Godzilla's redesign is the best I have seen in the franchise in a long time. Mahiro Maeda was responsible for the new design and he made him look damn terrifying. The biggest difference is the glowing red cracks all over Godzilla's scales and his extra long tail that he uses to cause havoc. He also has a few cool new attacks that he uses from time to time. They used a combination of puppets, animatronics and motion capture/CGI and it looks awesome. It's the perfect mix of realistic and campy and gives the film a 1980s retro feel. Godzilla is in just the right amount of the movie and the human characters have some depth and humor to them.


Veteran composer Shiro Sagisu (Neon Genesis Evangelion, Casshern) provided the bombastic and epic music score. While Sagisu did a lot of original pieces for the score, he also uses some of Akira Ifukube's iconic music from the original Godzilla films and they fit seamlessly together. I swear I heard a few music cues from Sagisu's Evangelion score tucked in there as well. The sound effects are great too and they kept the retro-sounding Godzilla roar intact. The one negative is some of the Japanese characters speak English from time to time and it sounds pretty terrible. To be honest, it's always sounds cringe-inducing no matter what the film.

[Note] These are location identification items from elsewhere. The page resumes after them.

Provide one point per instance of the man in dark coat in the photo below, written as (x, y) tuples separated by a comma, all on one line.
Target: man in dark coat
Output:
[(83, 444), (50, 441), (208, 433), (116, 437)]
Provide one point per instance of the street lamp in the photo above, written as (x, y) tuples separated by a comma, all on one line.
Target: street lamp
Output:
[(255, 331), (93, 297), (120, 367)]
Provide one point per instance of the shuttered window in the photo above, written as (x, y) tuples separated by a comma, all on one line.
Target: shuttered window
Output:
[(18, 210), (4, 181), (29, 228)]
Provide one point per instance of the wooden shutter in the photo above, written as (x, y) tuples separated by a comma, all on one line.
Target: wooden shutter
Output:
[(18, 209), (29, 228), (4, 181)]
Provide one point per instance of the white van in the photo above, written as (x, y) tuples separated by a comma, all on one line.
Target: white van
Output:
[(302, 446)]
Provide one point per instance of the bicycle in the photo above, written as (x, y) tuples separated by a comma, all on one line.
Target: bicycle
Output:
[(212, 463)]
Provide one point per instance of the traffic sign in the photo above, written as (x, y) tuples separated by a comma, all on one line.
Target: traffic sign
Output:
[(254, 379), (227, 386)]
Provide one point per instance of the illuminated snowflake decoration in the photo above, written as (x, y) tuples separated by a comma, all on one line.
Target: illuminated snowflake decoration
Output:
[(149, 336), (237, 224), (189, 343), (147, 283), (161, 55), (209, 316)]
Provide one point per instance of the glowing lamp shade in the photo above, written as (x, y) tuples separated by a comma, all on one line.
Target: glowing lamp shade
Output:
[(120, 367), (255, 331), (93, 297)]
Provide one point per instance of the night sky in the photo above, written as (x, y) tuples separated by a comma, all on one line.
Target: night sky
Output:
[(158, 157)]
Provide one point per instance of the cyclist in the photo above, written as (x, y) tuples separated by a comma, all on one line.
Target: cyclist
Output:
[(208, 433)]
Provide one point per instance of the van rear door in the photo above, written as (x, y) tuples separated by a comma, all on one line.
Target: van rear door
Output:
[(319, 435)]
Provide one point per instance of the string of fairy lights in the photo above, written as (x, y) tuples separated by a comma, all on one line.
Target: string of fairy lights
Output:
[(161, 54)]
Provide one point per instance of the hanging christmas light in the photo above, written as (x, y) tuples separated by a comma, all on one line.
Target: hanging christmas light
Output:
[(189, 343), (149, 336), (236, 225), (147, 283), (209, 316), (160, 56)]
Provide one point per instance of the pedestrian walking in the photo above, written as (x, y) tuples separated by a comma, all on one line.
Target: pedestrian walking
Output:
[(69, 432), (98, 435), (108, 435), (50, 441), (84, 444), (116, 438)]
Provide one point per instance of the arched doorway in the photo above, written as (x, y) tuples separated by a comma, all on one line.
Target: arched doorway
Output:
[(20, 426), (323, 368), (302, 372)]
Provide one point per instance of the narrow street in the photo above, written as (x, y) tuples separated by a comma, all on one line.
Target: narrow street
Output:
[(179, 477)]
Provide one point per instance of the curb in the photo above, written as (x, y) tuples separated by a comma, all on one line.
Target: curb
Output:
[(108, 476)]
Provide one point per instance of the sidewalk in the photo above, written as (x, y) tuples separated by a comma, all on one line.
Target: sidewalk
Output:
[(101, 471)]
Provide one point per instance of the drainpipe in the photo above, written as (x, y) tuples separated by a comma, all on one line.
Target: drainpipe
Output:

It's common knowledge that Godzilla was a metaphor for nuclear weapons and the tragic events of Hiroshima and Nagasaki. This new reboot has a similar allegory but it uses the Fukushima Daiichi nuclear disaster and the 2011 Tohoku earthquake and tsunami as inspiration. These films have always been about the indomitable Japanese spirit and resolve in the face of disaster. They are patriotic but not in a heavy-handed way and though it can be a little hokey, I love them for it.